Logo un manifesto per l aquila

Logo del Comitato civico.

Il Comitato civico Un Manifesto per L'Aquila ha elaborato 10 principi base per affrontare un progetto di ricostruzione.


Il sisma devastante che ha colpito l’Abruzzo e con particolare crudeltà la città di L’Aquila e la sua provincia ha ferito profondamente un paese già in lotta con gli effetti di una crisi economica mondiale, ha deturpato un tessuto urbano diffuso di grande valore dal punto di vista artistico, storico, delle tradizioni locali, ha segnato in maniera indelebile l’anima dei suoi abitanti, con la perdita delle persone care, della certezza della propria casa come porto sicuro, dei luoghi collettivi della memoria, personale e familiare, come elemento di identità e appartenenza. Al tempo stesso è stato, però, un'occasione di eccezionale risveglio della solidarietà nazionale e una prova ammirevole di dignità da parte delle popolazioni colpite.

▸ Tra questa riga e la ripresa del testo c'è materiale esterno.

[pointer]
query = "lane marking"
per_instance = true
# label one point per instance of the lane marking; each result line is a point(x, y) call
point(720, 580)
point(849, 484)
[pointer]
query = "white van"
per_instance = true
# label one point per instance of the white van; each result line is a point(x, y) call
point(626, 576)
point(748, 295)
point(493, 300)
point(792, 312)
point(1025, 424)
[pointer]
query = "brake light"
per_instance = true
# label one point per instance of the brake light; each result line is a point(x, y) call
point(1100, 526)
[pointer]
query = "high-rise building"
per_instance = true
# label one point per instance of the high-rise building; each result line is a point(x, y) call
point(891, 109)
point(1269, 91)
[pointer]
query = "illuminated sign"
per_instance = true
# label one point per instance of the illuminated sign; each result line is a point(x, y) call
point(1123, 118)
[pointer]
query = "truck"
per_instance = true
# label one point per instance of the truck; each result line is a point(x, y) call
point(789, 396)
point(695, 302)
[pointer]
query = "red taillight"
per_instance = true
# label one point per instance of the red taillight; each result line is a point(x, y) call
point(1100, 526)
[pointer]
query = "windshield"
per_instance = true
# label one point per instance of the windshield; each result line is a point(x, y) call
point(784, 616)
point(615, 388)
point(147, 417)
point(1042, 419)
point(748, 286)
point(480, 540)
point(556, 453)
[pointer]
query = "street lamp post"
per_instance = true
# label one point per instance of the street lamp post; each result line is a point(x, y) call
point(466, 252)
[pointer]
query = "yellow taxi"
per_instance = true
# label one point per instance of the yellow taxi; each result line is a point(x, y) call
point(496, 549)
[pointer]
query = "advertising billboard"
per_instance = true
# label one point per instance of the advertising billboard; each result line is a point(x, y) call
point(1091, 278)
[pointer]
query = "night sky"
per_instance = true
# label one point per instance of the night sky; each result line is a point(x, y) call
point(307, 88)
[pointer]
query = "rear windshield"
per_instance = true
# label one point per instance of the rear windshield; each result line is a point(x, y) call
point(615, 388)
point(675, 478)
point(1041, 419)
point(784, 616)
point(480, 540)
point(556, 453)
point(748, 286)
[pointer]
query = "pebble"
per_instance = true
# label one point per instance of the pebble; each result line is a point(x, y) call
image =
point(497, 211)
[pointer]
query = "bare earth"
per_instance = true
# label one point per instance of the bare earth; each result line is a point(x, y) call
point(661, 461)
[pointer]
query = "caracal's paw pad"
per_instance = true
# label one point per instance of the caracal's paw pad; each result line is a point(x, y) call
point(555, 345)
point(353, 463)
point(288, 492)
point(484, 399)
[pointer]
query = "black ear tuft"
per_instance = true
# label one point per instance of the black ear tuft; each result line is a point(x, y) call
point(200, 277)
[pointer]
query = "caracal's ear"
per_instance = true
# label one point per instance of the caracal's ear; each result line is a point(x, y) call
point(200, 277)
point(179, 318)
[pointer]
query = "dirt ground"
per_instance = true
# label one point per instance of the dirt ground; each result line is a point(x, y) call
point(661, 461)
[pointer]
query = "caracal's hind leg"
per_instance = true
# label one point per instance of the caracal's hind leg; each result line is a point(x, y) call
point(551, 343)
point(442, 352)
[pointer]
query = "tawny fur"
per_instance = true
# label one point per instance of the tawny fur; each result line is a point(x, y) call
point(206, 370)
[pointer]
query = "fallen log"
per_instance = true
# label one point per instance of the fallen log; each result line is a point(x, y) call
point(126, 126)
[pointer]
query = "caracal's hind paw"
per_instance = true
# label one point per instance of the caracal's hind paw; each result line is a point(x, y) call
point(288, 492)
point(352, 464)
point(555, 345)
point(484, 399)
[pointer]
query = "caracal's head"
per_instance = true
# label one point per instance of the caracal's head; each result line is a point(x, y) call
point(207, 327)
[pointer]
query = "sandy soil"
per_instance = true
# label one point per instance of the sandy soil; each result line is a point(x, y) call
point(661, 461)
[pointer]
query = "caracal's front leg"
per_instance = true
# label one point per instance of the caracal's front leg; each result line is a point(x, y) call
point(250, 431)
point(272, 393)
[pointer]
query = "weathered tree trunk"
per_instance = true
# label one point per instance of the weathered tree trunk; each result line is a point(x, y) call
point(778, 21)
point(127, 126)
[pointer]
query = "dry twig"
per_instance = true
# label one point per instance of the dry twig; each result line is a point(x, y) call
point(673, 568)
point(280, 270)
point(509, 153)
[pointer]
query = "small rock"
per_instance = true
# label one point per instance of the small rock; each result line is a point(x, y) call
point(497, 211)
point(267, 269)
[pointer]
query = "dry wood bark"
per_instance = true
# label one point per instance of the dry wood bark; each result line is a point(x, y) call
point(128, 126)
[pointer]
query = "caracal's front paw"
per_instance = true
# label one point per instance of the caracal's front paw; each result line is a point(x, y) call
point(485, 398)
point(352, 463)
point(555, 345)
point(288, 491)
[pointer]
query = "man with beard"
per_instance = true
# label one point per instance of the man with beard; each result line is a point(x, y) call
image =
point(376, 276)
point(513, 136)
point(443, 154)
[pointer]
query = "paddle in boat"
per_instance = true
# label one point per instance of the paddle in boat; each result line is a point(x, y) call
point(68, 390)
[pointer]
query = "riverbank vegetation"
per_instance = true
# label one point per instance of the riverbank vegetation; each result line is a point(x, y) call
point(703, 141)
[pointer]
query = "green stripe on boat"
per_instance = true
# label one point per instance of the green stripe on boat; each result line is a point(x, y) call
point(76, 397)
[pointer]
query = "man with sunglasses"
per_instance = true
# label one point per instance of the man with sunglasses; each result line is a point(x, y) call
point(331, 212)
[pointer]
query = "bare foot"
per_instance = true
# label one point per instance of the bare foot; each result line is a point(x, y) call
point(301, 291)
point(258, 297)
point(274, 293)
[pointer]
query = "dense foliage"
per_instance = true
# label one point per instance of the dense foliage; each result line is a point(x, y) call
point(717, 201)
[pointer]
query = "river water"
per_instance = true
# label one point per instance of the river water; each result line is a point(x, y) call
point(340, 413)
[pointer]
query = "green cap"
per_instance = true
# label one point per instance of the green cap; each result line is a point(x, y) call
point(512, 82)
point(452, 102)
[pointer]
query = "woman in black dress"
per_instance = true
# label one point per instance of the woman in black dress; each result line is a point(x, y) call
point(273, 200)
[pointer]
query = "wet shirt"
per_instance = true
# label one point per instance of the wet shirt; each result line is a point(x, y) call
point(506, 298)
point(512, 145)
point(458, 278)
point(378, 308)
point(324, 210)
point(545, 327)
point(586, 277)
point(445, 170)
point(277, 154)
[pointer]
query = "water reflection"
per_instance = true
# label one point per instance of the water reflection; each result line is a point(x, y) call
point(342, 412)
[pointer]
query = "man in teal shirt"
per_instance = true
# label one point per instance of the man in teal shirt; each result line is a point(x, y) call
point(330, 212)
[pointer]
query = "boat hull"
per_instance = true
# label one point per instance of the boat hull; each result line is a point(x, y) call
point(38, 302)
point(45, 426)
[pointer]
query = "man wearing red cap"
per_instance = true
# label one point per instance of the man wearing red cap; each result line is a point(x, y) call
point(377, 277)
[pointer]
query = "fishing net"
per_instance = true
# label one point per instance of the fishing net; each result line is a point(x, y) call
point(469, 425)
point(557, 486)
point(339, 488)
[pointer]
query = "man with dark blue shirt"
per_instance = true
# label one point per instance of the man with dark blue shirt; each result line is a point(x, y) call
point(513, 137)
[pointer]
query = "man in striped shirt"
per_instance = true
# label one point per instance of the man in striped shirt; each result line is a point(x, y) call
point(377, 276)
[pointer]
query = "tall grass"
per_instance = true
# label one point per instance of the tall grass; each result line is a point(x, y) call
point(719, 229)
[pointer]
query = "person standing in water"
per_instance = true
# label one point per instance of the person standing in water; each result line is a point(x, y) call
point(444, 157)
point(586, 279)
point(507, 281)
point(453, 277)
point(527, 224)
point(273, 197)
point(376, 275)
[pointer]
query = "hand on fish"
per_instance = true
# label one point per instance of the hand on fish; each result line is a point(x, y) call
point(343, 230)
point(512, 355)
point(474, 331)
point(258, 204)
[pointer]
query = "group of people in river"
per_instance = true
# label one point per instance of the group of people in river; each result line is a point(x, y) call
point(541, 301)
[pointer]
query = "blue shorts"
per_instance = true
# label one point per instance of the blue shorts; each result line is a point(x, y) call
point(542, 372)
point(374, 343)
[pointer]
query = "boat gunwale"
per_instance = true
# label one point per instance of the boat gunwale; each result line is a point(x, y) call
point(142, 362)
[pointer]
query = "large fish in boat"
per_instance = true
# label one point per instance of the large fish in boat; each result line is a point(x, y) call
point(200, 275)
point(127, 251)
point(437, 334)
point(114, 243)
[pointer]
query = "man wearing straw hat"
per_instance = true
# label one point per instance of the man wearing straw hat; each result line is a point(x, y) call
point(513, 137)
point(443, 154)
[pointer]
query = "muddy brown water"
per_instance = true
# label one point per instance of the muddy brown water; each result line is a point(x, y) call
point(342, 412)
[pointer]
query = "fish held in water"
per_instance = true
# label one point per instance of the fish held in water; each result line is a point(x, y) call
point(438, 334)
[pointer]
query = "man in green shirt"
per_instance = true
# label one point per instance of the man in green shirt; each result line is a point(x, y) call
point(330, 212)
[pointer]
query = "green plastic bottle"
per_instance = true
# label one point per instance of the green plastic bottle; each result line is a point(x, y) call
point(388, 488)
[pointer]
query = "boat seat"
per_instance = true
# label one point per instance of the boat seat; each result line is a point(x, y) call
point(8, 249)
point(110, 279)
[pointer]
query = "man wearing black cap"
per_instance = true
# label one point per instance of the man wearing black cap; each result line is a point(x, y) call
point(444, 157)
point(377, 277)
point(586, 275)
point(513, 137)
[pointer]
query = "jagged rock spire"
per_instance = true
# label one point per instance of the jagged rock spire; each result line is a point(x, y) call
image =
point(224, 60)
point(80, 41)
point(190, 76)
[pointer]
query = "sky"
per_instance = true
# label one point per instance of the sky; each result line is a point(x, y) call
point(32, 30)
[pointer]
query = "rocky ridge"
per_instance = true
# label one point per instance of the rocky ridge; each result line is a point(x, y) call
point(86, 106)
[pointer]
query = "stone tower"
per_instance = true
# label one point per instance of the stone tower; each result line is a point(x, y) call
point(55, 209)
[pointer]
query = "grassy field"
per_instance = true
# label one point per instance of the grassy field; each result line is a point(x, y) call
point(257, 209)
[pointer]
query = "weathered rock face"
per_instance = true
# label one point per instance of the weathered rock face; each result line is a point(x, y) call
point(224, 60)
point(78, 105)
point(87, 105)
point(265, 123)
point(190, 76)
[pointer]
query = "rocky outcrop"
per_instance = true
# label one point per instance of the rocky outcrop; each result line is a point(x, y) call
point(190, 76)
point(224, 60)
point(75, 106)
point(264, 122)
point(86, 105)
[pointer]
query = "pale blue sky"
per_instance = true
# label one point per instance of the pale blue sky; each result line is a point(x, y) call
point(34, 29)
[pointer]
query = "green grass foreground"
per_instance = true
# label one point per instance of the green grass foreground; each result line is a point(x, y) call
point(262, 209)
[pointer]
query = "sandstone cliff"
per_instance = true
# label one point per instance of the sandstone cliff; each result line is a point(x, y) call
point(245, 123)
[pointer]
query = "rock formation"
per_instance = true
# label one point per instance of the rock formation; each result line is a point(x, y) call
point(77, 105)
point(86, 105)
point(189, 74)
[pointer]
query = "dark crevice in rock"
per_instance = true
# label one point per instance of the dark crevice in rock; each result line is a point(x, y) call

Un progetto collettivoModifica

La presenza delle istituzioni nell’emergenza, necessarie e vicine a chi soffre, il senso della comunità, che ha trovato espressione nella solidarietà umana di queste settimane drammatiche, debbono trasformarsi in uno sforzo collettivo altrettanto straordinario per la costruzione del futuro, il futuro della comunità abruzzese ma anche del paese come collettività nazionale, la prova della sua capacità di mettere a frutto le eccellenze locali e insieme di aprire la collaborazione con le migliori esperienze nazionali e internazionali, di progettare con intelligenza e sensibilità guardando lontano, di tessere il dialogo fra i cittadini e le istituzioni.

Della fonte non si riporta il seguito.